Google Maps doesn’t fit the long tail
“The theory of the Long Tail is that our culture and economy is increasingly shifting away from a focus on a relatively small number of “hits” (mainstream products and markets) at the head of the demand curve and toward a huge number of niches in the tail. As the costs of production and distribution fall, especially online, there is now less need to lump products and consumers into one-size-fits-all containers. In an era without the constraints of physical shelf space and other bottlenecks of distribution, narrowly-target goods and services can be as economically attractive as mainstream fare” (emphasis added)
His speech resonated with me insofar as it underscored my reason for avoiding the Google Maps API when developing Stormpulse. Simply put, today’s mapping API’s don’t jive with the long tail.
The way to appeal to the long tail is not simply to provide manifold opportunities for input (user-generated content). Google is doing this with their My Maps feature, as are many mashup that depend on Google’s API.
Instead, the key to jiving with the long tail is providing a meaningful context for user-generated content. To many this probably implies the social network. Indeed, that’s a part. But what about display? I’m sure it goes without saying, but a little red balloon can only represent so many things well (carnivals, whoopie cushion factories, et al.). In fact, at this point I am downright numb to that ubiquitous icon of all things geospatial.

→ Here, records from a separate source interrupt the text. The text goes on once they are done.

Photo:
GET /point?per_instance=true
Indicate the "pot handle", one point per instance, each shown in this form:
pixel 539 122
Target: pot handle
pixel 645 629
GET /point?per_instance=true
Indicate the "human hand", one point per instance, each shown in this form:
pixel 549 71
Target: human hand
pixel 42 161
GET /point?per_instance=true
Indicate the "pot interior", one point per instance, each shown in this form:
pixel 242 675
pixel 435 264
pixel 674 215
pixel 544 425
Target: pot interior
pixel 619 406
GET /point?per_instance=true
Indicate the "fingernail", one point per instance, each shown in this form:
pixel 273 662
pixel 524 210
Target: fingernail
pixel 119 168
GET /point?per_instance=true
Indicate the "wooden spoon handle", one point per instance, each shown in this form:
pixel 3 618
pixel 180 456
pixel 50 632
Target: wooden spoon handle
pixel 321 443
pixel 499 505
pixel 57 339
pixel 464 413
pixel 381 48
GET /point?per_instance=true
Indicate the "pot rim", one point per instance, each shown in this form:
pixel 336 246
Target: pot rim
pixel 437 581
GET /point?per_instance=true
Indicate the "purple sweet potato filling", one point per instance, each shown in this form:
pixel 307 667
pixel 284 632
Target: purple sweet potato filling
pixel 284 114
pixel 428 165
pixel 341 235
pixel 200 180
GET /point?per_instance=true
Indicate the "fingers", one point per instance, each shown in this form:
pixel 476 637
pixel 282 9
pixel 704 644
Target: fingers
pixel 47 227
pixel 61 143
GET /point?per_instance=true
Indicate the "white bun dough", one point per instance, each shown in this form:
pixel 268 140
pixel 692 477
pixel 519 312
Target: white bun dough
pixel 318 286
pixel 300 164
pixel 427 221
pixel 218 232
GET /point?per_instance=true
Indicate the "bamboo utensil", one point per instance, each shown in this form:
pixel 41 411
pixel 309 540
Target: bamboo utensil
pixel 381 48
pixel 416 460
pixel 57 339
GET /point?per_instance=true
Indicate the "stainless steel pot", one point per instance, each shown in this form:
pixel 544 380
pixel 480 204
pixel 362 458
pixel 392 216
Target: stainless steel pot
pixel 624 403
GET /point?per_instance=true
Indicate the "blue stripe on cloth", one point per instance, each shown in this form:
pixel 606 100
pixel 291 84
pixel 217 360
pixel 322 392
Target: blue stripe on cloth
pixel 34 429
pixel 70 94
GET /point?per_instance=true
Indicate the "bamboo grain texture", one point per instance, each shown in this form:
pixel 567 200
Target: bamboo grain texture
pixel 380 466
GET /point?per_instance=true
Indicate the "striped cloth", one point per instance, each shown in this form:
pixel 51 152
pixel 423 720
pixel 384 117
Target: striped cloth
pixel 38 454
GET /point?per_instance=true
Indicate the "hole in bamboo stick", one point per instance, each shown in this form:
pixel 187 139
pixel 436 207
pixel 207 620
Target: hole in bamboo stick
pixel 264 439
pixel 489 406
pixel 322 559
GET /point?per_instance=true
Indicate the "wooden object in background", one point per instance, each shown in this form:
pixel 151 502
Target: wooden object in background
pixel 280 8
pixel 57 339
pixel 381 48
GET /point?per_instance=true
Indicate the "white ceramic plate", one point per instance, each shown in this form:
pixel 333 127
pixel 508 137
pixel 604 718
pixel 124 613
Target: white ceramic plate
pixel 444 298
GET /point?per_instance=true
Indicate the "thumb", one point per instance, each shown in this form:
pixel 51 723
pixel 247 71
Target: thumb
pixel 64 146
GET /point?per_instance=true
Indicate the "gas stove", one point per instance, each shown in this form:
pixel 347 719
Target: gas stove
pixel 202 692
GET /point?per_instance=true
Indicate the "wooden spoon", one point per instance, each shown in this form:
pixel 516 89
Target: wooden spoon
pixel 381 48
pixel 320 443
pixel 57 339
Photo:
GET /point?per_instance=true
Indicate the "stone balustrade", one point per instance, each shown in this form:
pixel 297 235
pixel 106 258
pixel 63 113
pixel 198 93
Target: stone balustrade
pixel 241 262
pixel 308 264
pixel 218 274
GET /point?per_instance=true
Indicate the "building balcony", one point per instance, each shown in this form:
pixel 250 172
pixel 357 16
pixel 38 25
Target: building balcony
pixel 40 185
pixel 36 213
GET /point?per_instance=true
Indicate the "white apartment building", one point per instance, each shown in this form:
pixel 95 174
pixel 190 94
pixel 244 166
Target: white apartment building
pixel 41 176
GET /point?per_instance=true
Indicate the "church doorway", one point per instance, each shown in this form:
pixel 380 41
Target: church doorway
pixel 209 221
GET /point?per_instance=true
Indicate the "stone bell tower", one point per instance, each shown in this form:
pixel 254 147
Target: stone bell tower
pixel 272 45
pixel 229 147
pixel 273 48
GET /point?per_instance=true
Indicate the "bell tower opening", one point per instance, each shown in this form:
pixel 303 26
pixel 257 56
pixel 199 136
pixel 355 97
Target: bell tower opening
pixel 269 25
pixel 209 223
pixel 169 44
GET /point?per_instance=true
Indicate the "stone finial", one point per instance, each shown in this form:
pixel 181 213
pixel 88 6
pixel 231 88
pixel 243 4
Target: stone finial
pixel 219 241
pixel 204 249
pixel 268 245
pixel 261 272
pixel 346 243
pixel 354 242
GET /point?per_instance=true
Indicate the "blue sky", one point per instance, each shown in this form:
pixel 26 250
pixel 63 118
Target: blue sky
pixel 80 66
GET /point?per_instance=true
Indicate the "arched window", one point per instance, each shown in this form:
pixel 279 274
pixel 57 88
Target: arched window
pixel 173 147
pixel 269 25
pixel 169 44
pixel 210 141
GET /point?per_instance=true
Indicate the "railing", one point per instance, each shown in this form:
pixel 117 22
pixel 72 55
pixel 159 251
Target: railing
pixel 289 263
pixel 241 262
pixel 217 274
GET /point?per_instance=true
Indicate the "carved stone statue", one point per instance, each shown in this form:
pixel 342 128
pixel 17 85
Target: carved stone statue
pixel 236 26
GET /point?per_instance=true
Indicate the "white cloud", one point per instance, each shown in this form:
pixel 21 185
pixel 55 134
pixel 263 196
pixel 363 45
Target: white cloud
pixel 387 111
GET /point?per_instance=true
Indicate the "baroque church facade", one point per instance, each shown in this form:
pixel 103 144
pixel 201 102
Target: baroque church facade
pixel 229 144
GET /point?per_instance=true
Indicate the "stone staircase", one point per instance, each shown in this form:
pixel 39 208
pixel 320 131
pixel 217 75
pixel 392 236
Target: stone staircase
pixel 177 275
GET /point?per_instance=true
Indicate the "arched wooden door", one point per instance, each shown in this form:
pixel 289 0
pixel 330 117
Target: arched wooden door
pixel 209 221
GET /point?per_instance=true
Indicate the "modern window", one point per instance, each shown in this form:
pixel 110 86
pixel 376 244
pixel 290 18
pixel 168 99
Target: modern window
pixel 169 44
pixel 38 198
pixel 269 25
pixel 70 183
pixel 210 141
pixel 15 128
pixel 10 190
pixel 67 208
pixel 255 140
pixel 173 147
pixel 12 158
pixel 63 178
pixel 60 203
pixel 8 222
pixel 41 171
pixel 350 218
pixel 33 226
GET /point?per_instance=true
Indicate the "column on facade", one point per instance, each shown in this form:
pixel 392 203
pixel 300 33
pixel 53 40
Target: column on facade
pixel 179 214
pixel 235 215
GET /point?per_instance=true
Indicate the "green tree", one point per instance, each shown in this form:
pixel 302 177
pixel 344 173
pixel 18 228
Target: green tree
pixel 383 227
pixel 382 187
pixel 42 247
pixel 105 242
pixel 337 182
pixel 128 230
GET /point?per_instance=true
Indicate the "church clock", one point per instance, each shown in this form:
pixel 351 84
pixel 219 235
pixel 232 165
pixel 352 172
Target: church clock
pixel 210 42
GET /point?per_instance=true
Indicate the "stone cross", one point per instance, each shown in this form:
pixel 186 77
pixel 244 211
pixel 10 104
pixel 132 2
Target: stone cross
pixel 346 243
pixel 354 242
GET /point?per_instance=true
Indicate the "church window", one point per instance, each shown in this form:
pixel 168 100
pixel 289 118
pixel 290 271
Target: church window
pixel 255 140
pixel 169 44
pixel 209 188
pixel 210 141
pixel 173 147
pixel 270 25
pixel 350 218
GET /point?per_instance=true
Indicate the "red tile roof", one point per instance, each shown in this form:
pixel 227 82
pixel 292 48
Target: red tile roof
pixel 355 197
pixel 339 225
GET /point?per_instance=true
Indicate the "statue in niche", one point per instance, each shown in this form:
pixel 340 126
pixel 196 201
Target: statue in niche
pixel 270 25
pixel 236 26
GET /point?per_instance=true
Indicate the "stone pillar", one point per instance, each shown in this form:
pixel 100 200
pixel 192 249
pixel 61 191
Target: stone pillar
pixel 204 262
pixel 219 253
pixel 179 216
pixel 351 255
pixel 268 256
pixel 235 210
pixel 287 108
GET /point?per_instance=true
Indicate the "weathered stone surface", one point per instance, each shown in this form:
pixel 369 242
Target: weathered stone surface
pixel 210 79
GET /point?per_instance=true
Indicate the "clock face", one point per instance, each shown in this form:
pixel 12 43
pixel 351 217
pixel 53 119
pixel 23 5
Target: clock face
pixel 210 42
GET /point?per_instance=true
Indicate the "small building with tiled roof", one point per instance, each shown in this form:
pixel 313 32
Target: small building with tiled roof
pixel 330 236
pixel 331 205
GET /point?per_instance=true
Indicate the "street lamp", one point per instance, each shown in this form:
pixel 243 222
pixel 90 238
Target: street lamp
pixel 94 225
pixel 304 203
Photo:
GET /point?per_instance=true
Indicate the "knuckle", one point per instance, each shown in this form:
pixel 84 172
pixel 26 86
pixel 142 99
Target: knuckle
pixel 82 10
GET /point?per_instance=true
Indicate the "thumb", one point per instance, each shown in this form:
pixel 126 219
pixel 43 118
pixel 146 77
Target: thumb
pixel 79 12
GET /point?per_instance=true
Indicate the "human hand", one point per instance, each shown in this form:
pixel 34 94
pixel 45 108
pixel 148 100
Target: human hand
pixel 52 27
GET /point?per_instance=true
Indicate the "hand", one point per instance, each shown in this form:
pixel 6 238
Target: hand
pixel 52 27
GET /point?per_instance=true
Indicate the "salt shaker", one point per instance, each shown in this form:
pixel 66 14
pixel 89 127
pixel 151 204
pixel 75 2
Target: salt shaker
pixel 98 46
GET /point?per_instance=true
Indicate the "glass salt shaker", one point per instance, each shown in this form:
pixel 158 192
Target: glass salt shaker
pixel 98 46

Before you say that I am only being negative, I will say this: many Google Maps mashups are impressive (this one plotting Chicago gangs even left such a strong impression that I vividly dreamt about it). And I’m sure that these thoughts of mine aren’t very inspiring or original. So, allow me to quote Chris Anderson one more time, this time regarding a recent review of the long tail theory written by Bear Sterns:
[…] in a world of infinite choice, content is only as valuable as your ability to find it. They call that “context and aggregation”, and it’s what both Google [Search] and your favorite blogger do when they filter the web according to a narrow lens, be it your expressed search term or their own sensibility. (read the post)
So, mashup engineers: are you displaying your data through a narrow lens? Are you being sufficiently narrow (and vertical)? Again, one-size-fits-all doesn’t do this. To me, Google Maps is a very normal lens, and many of the decisions about what to display and not to display have been made for you. This isn’t all good. For example, I couldn’t *not* call out the Cape Verde islands at a hurricane-tracking website and still feel that I’d made a site truly devoted to tropical cyclones. And yet this kind of control is missing from the one-size-fits-all solution.
And what is your visitor’s sensibility? I take this to mean their entire sense for the universe your data lives in. Is it really filled with balloons and green arrows, yellow streets and . . . well, you get the idea. Or is it something else?
Google Maps opened the floodgates for mapping street-level phenomena, but the real long tail solution will be a platform for creating niche mapping applications, not a generic mapping application with a finite ability to customize.